All of lore.kernel.org
 help / color / mirror / Atom feed
From: "Michael S. Tsirkin" <mst@redhat.com>
To: Alexander Graf <graf@amazon.com>
Cc: Adrian Catangiu <acatan@amazon.com>,
	linux-doc@vger.kernel.org, linux-kernel@vger.kernel.org,
	qemu-devel@nongnu.org, kvm@vger.kernel.org,
	linux-s390@vger.kernel.org, gregkh@linuxfoundation.org,
	rdunlap@infradead.org, arnd@arndb.de, ebiederm@xmission.com,
	rppt@kernel.org, 0x7f454c46@gmail.com, borntraeger@de.ibm.com,
	Jason@zx2c4.com, jannh@google.com, w@1wt.eu, colmmacc@amazon.com,
	luto@kernel.org, tytso@mit.edu, ebiggers@kernel.org,
	dwmw@amazon.co.uk, bonzini@gnu.org, sblbir@amazon.com,
	raduweis@amazon.com, corbet@lwn.net, mhocko@kernel.org,
	rafael@kernel.org, pavel@ucw.cz, mpe@ellerman.id.au,
	areber@redhat.com, ovzxemul@gmail.com, avagin@gmail.com,
	ptikhomirov@virtuozzo.com, gil@azul.com, asmehra@redhat.com,
	dgunigun@redhat.com, vijaysun@ca.ibm.com, oridgar@gmail.com,
	ghammer@redhat.com
Subject: Re: [PATCH v7 1/2] drivers/misc: sysgenid: add system generation id driver
Date: Wed, 24 Feb 2021 17:41:59 -0500	[thread overview]
Message-ID: <20210224173205-mutt-send-email-mst@kernel.org> (raw)
In-Reply-To: <d63146a9-a3f8-14ea-2b16-cb5b3fe7aecf@amazon.com>

On Wed, Feb 24, 2021 at 02:45:03PM +0100, Alexander Graf wrote:
> > Above should try harder to explan what are the things that need to be
> > scrubbed and why. For example, I personally don't really know what is
> > the OpenSSL session token example and what makes it vulnerable. I guess
> > snapshots can attack each other?
> > 
> > 
> > 
> > 
> > Here's a simple example of a workflow that submits transactions
> > to a database and wants to avoid duplicate transactions.
> > This does not require overseer magic. It does however require
> > a correct genid from hypervisor, so no mmap tricks work.
> > 
> > 
> > 
> >          int genid, oldgenid;
> >          read(&genid);
> > start:
> >          oldgenid = genid;
> >          transid = submit transaction
> >          read(&genid);
> >          if (genid != oldgenid) {
> >                          revert transaction (transid);
> >                          goto start:
> >          }
> 
> I'm not sure I fully follow. For starters, if this is a VM local database, I
> don't think you'd care about the genid. If it's a remote database, your
> connection would get dropped already at the point when you clone/resume,
> because TCP and your connection state machine will get really confused when
> you suddenly have a different IP address or two consumers of the same stream
> :).
>
> But for the sake of the argument, let's assume you can have a connectionless
> database connection that maintains its own connection uniqueness logic.

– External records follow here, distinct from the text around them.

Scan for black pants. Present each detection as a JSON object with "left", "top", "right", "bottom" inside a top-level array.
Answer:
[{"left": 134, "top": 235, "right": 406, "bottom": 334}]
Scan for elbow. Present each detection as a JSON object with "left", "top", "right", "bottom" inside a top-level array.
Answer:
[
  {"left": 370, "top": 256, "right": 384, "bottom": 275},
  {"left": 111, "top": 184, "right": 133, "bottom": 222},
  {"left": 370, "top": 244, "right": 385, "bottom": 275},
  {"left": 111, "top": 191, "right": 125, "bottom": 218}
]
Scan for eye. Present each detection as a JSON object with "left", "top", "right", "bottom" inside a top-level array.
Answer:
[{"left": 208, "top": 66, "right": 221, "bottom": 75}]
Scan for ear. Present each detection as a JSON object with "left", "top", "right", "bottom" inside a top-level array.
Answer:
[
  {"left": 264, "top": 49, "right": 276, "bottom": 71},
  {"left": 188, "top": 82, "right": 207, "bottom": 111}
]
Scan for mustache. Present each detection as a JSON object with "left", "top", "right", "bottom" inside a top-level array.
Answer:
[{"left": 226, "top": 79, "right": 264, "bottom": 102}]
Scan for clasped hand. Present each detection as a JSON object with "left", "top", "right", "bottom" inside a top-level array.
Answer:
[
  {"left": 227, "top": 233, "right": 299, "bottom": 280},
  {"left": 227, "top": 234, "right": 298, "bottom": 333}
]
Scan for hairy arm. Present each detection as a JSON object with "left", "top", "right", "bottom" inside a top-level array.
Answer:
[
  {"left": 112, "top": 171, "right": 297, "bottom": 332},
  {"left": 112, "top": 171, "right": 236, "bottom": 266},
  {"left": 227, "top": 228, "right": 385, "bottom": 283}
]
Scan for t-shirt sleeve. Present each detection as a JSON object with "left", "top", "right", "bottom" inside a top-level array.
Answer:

Right. E.g. not uncommon with REST APIs. They survive disconnect easily
and use cookies or such.

> That
> database connector would need to understand how to abort the connection (and
> thus the transaction!) when the generation changes.

the point is that instead of all that you discover transaction as
a duplicate and revert it.


> And that's logic you
> would do with the read/write/notify mechanism. So your main loop would check
> for reads on the genid fd and after sending a connection termination, notify
> the overlord that it's safe to use the VM now.
> 
> The OpenSSL case (with mmap) is for libraries that are stateless and can not
> guarantee that they receive a genid notification event timely.
> 
> Since you asked, this is mainly important for the PRNG. Imagine an https
> server. You create a snapshot. You resume from that snapshot. OpenSSL is
> fully initialized with a user space PRNG randomness pool that it considers
> safe to consume. However, that means your first connection after resume will
> be 100% predictable randomness wise.

I wonder whether something similar is possible here. I.e. use the secret
to encrypt stuff but check the gen ID before actually sending data.
If it changed re-encrypt. Hmm?

> 
> The mmap mechanism allows the PRNG to reseed after a genid change. Because
> we don't have an event mechanism for this code path, that can happen minutes
> after the resume. But that's ok, we "just" have to ensure that nobody is
> consuming secret data at the point of the snapshot.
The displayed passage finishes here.